On comprend dès lors l’embarras de la CEI, transformée en simple boîte aux illusions politiques.

Le mensonge comme arme de propagande

C’est ici qu’entre en scène Me Habiba Touré, maniant la dialectique avec une audace qui confine à l’absurde.
Par ses arguments, elle s’emploie à inverser les rôles : ce qui est faux doit devenir vrai, et ce qui est vrai doit passer pour une manœuvre hostile contre son client.

Le droit est ainsi travesti en instrument de propagande, où la réalité cède la place à un récit victimisant. En somme, il ne s’agit plus de convaincre par la vérité, mais de séduire par le mensonge répété.

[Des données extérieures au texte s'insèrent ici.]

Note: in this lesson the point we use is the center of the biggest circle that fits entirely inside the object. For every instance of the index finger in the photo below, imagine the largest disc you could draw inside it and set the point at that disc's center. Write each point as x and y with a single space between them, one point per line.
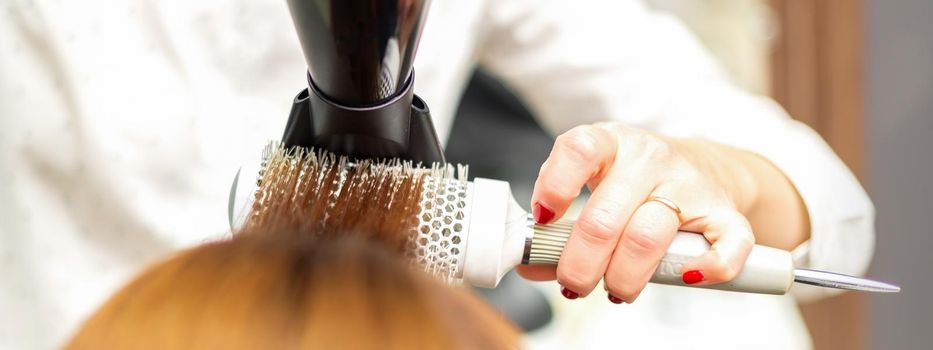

Une logique de conflit programmée

Au fond, cette mise en scène n’a rien d’anodin. Le PPACI, fidèle à sa logique de résistance continue, ne cherche pas à tirer les leçons du droit, mais à exploiter la frustration de ses partisans.

L’injustice brandie devient un outil de mobilisation, et derrière la conférence de presse se devinent des stratèges de l’ombre. Tout indique une préparation à la tension, comme si une exclusion légale devait inévitablement se muer en affrontement politique, puis en crise sociale.

En définitive, loin d’apporter de la clarté, cette conférence de presse n’a fait qu’embrouiller davantage l’opinion.
Or, les faits sont irréfutables : la candidature de Laurent Gbagbo n’a pas été rejetée, elle est irrecevable.

Tout le reste n’est qu’un habillage rhétorique de l’injustifiable. Mais, face à ces manœuvres, le peuple a, lui, choisi de tourner le dos à la voie du conflit, et ce choix s’impose déjà comme une victoire.